From the archive: Scotland 25 - 25 New Zealand - 14 November 1983
ON HIS run-up to the conversion of Jim Pollock’s last-minute try which, had it been successful, would have guarenteed immortality not only for himself but for the 14 other gallant Scots, Peter Dods had not the faintest idea of the score.
If he had, he might never have come so tantalisingly close to creating history.
It was Stu Wilson’s estimate that the ball missed by the width of a post and from where he stood on the east touchline that was very much how it looked to Dods, who only then permitted himself a glance at the scoreboard.
But, when the day comes when someone does for rugby what Peter Dobereiner has done for golf and compiles an anthology of the game’s disasters, Dods’s miss will surely not be one of them. A heroic failure perhaps but certainly not a disaster. It was more difficult by far than Peter Brown’s conversion at Twickenham or John Taylor’s at Murrayfield in that it was hard against the touchline and was technically on the “wrong” side for a right-footed kicker.

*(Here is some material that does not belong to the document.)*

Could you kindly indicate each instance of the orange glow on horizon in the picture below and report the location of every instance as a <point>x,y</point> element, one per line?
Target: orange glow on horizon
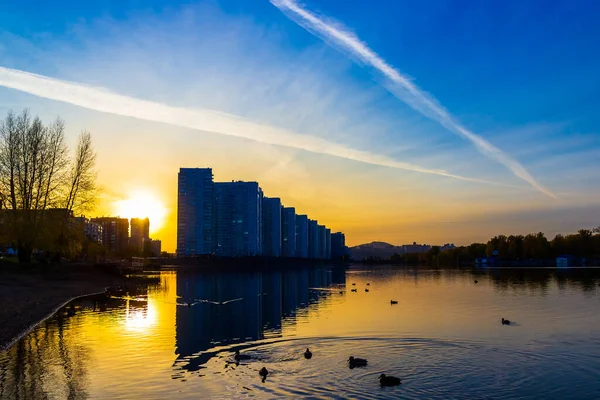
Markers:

Andy Irvine at his most ethereal might possibly have done it but no criticism whatsoever can be attached to Dods, who had given a near faultless display at full-back.
His five penalties kept the Scots within striking distance whenever the All Blacks threatened to move out of range. His success rate in the midst of a relatively barren spell at Gala was, he thought, the result of his decision earlier in the week to revert to his quaint mannerism of taking a couple of hops at the start of his run-up, a ritual he abandoned this season in his efforts to find more length.
If the score-line which blazed down at Dods following his conversion attempt surprised him, he was not alone. Fifty points in an international and a share of the spoils against the All Blacks had not been universally forecast. As it was, one landmark was reached. It was, by ten points, the highest score registered by Scotland against New Zealand and although they were beaten in the matter of tries by 3-1, and disappointed some by the rigidness of their approach, their tactical plan on the day was the only one possible.
The tactics, of course, were dependent upon the whole-hearted commitment of the forwards which is exactly what Jim Aitken got from his pack. He has a happy knack of extracting the maximum effort from players under his command and with his guidance it is inconceivable that the South would so quickly have lost heart. At any rate Tom Smith was a revelation and, on several forward drives from the lineout and the loose, an inspiration. On one occasion in the first half he set up a ruck which even had New Zealanders drooling.
He received valiant support from Bill Cuthbertson, who, although he lost out to the agile Braid at the front of the lineout, was indispensable as the slogging worker in the pack. He was no sluggard about the field either which was one of the principal reasons why the Scots rucked so much better against the All Blacks than the Lions had done.
The back row, notwithstanding a tendency to fall offside which, on this occasion, fortunately, went unpunished, commanded admiration for their surging spirit and close pursuit of anything in black. All three, Jim Calder, John Beattie and Iain Paxton, put in withering tackles and apart from an intense assault on the Scotland line in the closing seconds, the tourists were forced to do most of their attacking from the middle distance.
This they did twice, however, with deadly effect, Bernie Fraser scoring on both occasions from moves which were remarkably similar in origin and execution. Andrew Donald initiated the first after Murray Mexted had appeared to pass off the ground. The scrum-half raced down the left touch-line and with Mark Shaw acting as the link Fraser was off with only Dods to beat. Fraser’s carefully placed chip ahead gave him the crucial fraction of a second he needed to beat Dods to the touchdown. He did the same again in the second half when Jock Hobbs had exploded from a thicket of forwards in support of Donald.
But little else was seen of the All Blacks’ finishing power. Their other try was typically opportunist. It was scored by Hobbs after Baird had been easily dispossessed by Stu Wilson in touch and Mexted had taken advantage of the quickly-taken throw.
In their pre-match plans, the All Blacks had spent much of their time plotting John Rutherford’s downfall. They had thought that he wuld run at them and afterwards Bryce Rope, their coach, expressed his surprise that he hadn’t. But Rutherford was playing to orders and carried them out with exceptional precision. He sent the ball to all corners of the field constantly turning the All Blacks from their well- grooved path. One Garry Owen to the posts would certainly have produced a try had it not been for a knock-on.
Of the many instances of Scottish valour in defence none had a more profound effect than his crushing tackle on Donald and, despite missing with three attempts, he dropped a couple of goals to give Scotland the encouragement of an early lead. Roy Laidlaw, latterly so tired and harassed on the Lions tour, played like a man relieved of a terrible burden.
Johnston, who clearly enjoys the company of his club partner Kennedy, Baird and Pollock were, of tactical necessity, restricted in the roles they were given but each played his part nobly and Pollock, something of a talisman for the Scots, has seen more history made in his three internationals than others have experienced in an entrire careeer.
Not only has he been on the winning side in Cardiff and Twickenham but he has drawn with the All Blacks and has joined Colin Deans and Bruce Hay as the only Scots since the war to score tries against New Zealand.